Bez Prokuratury nie dojdziesz prawdy. Nie mozna wg mnie wykluczyc i tego wyjasnienia, ze mieli swiadomosc prawdopodobnie papierowej wyceny aktywów firmy, byl przeciez problem z jednym z raportow (sprawozdan), co badajacy rewident podkreslil. Pomysl mongolski mogl posluzyc podkreceniu kursu by stosowne osoby zarobily miliony zlotych, dodatkowo bez tego rozwiazania musieliby przyznac sie, ze nie maja pomyslu na firme i zmuszeni byliby zrezygnowac z zasiadania w jej wladzach.
Pytanie, czy przygoda z Tarantoga nie miala tak sie zakonczyc i czy nie mialo to posluzyc nie tylko podbiciu kursu (mnostwo akcjonariuszy wtedy wychodzilo z akcjonariatu, co malo komu wydalo sie podejrzane, ze rezygnuja na starcie projektu mogolskiego lub tuz przed nim), ale rowniez przekazaniu aktywow MSX Tarantodze, by poprzykrywac ich realna wartosc (klania sie tu opinia rewidenta, ktory mial watpliwosci). Likwidacja mogla by byc ostatnim aktem tego przedstawienia.
Mieli wszak swiadomosc strat firmy z lat ubieglych, zobowiazan.
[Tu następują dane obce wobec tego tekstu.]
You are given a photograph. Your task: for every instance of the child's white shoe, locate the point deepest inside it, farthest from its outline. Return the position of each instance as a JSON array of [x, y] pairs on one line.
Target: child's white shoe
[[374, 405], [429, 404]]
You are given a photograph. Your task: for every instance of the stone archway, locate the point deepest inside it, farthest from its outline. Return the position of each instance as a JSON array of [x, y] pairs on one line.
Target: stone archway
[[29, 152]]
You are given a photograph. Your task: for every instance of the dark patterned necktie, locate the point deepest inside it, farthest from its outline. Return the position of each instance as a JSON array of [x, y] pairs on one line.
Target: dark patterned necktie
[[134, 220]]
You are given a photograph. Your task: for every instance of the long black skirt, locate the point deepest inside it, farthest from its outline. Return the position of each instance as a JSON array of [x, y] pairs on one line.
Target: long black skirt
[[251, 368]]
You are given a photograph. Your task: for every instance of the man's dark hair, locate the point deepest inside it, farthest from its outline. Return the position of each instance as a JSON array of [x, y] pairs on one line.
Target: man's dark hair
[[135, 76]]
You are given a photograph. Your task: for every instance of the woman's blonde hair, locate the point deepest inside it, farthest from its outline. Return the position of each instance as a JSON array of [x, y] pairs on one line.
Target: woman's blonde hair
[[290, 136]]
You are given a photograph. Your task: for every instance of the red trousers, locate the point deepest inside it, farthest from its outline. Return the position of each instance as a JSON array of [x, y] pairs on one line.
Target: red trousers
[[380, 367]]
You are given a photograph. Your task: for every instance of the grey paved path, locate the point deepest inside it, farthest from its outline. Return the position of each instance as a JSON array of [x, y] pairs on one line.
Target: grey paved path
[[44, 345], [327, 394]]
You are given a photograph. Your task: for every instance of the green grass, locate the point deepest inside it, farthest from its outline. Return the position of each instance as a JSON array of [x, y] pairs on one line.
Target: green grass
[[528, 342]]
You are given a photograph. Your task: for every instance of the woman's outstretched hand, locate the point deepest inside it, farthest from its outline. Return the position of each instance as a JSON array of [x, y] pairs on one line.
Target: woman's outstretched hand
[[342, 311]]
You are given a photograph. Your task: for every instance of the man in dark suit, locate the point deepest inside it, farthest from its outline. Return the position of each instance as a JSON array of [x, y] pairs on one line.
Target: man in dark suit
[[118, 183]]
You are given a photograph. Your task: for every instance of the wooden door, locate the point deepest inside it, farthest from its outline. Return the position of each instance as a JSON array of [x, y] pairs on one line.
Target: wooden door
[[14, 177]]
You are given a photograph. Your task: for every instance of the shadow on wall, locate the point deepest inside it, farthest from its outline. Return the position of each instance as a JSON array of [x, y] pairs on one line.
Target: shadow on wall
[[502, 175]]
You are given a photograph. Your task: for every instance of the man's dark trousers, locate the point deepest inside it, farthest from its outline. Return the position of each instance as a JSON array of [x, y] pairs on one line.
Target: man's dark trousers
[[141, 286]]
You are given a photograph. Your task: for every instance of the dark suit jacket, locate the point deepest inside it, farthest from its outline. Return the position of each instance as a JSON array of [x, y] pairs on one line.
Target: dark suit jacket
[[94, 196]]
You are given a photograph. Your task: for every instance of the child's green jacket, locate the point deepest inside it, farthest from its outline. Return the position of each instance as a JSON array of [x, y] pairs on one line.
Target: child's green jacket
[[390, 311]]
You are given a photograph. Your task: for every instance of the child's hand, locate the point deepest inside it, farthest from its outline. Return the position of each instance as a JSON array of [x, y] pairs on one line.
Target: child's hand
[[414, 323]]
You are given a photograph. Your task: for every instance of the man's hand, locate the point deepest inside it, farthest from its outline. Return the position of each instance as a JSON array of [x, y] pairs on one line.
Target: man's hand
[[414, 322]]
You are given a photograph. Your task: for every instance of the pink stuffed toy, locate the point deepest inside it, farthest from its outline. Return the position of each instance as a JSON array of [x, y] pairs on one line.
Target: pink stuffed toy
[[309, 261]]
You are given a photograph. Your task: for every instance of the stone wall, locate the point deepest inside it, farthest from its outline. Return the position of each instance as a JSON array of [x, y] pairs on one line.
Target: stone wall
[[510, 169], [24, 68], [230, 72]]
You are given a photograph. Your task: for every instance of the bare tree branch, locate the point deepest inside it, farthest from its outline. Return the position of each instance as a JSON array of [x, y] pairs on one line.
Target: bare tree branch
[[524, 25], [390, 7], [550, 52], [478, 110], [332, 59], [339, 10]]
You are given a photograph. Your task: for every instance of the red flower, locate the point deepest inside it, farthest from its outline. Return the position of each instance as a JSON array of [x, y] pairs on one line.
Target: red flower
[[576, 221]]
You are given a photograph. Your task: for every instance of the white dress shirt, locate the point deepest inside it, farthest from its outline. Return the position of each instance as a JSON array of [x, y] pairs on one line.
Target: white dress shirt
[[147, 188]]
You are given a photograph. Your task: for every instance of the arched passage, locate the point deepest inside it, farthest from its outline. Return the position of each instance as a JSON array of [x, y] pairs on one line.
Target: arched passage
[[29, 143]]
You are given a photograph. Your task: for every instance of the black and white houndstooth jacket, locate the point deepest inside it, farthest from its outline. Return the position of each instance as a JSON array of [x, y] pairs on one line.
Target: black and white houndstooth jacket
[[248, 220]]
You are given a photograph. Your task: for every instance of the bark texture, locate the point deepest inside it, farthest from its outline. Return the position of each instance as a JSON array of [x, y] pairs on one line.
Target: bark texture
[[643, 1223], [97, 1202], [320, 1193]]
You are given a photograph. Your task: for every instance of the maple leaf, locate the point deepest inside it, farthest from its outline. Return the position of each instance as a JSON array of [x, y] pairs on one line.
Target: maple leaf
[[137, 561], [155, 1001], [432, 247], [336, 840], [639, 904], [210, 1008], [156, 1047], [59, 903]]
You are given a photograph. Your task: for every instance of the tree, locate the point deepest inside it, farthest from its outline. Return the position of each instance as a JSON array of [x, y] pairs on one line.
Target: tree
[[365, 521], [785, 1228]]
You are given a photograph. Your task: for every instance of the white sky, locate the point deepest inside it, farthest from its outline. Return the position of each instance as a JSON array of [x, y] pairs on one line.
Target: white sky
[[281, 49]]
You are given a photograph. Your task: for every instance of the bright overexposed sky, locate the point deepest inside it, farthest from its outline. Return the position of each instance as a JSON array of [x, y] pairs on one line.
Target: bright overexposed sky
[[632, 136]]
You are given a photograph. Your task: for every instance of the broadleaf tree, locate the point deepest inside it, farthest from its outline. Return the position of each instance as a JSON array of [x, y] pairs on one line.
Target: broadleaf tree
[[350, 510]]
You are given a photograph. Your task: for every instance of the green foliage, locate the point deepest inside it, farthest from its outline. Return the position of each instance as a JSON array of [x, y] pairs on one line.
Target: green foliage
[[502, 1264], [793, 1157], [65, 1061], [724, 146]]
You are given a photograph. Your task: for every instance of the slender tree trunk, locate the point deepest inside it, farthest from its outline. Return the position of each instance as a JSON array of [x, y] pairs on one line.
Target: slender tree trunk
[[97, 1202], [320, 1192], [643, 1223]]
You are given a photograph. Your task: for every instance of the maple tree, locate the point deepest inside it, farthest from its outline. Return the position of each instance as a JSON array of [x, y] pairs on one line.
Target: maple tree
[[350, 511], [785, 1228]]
Wg mnie gdy zaczna odzywac sie wierzyciele, przyjdzie koniecznosc rozliczenia strat, publikacji aktualnych raportow to tu kamien na kamieniu nie zostanie, ale to tylko moje gdybanie i kazdy i tak zrobi co uzna sam za stosowne, Tak Polacy z Polakami robili interesy Mongoolii i to jest podstawowa sprawa do zbadania przez organa scigania. Wycofanie wniosku o upadlosc i uwolnienie sie spod nadzoru sadowego, tez jest zastanawiajace.
Jezeli opublikuja zaleleraporty, to tu biegly rewident nie bedzie mial litosci nt. wyceny aktywów i to wg mnie przyczyna tak duzych opoznien w ich publikacji.